La fe que sobrevivió a la destrucción
La culminación de la Torre de Cristo adquiere un significado aún más profundo al recordar las dramáticas vicisitudes sufridas por la basílica a lo largo de su historia. Pocos días después del estallido de la Guerra Civil Española, grupos extremistas de izquierdas asaltaron el templo, incendiaron dependencias, profanaron imágenes religiosas y destruyeron altares y elementos del mobiliario litúrgico. Especialmente grave fue el incendio del taller de Gaudí, donde se conservaban buena parte de los planos, dibujos y maquetas originales de la obra.
Aquella destrucción constituyó una pérdida irreparable para el patrimonio artístico y arquitectónico español.
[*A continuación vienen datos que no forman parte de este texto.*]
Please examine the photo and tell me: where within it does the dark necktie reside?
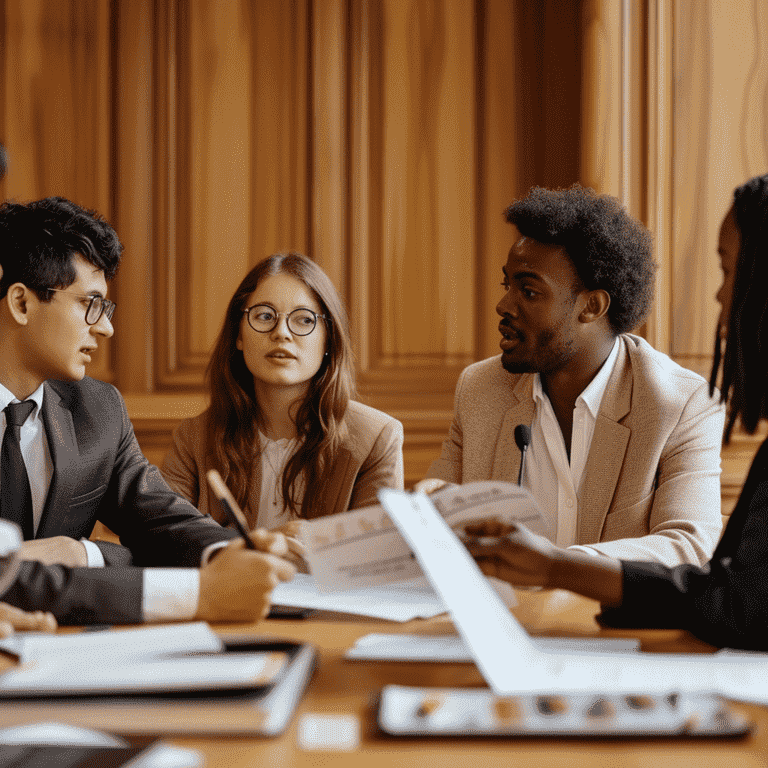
[0,400,35,541]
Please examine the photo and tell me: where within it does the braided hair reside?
[709,174,768,443]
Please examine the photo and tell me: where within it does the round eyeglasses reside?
[243,304,328,336]
[46,288,117,325]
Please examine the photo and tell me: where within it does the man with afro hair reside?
[417,185,724,566]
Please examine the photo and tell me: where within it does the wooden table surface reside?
[132,591,768,768]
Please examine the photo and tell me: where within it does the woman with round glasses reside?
[162,252,403,535]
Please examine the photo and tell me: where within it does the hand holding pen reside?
[206,469,306,563]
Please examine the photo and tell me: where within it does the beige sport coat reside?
[160,401,403,527]
[427,334,724,566]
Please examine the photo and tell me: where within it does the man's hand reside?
[0,603,58,638]
[460,519,562,587]
[413,477,448,493]
[19,536,88,568]
[459,520,624,606]
[195,540,296,622]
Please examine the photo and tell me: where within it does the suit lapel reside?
[491,376,534,483]
[576,341,632,544]
[36,383,80,538]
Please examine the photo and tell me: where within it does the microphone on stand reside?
[515,424,531,485]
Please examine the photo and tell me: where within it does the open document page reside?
[379,490,768,703]
[301,481,541,591]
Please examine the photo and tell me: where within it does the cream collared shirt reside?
[523,339,619,554]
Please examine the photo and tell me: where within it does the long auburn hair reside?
[206,251,355,518]
[709,175,768,443]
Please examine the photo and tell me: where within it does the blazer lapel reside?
[36,383,80,538]
[491,376,534,483]
[309,448,359,519]
[576,342,632,544]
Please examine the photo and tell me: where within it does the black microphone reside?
[515,424,531,485]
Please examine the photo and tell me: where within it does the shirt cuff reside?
[200,539,233,568]
[80,539,106,568]
[566,544,602,557]
[141,568,200,621]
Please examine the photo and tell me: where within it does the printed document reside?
[379,489,768,703]
[301,481,541,591]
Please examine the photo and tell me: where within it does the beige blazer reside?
[160,401,403,527]
[427,334,724,565]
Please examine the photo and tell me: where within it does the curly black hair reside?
[0,197,123,301]
[504,184,657,334]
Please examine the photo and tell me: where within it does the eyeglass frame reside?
[45,288,117,325]
[243,302,328,338]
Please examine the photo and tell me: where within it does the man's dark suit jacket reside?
[598,440,768,651]
[2,377,237,623]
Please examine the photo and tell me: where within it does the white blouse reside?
[257,432,304,528]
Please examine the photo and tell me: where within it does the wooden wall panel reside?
[669,0,768,374]
[0,0,114,379]
[0,0,768,492]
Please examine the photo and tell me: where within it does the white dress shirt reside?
[256,432,304,529]
[0,384,201,621]
[523,339,619,554]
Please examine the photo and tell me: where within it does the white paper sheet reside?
[301,481,541,591]
[344,633,640,663]
[379,490,768,703]
[272,573,446,621]
[0,651,287,699]
[0,621,224,663]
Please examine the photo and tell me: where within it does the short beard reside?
[501,329,575,375]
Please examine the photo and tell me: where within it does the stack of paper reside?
[0,622,286,697]
[379,489,768,703]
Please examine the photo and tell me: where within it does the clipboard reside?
[0,636,317,737]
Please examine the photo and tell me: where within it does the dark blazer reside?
[4,377,237,623]
[598,440,768,651]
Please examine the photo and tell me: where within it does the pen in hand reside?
[206,469,258,550]
[206,469,306,563]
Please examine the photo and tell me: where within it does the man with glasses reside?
[0,198,293,623]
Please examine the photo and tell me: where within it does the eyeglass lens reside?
[248,304,317,336]
[85,296,115,325]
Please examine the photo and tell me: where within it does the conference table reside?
[114,590,768,768]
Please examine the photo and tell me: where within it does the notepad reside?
[0,622,286,698]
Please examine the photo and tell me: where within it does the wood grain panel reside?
[0,0,114,380]
[668,0,768,375]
La desaparición de numerosos documentos dificultó enormemente la continuación de las obras y obligó a reconstruir muchos elementos a partir de fragmentos conservados y testimonios de colaboradores. Los ataques contra la Sagrada Familia reflejaron hasta qué extremos llegó el odio anticatólico durante los años de la Segunda República y la Guerra Civil. Sin embargo, el templo sobrevivió a la devastación y continuó creciendo tras el conflicto, convirtiéndose en un símbolo de perseverancia, fe y capacidad de reconstrucción que hoy culmina con la iluminación de la torre soñada por Gaudí hace más de un siglo.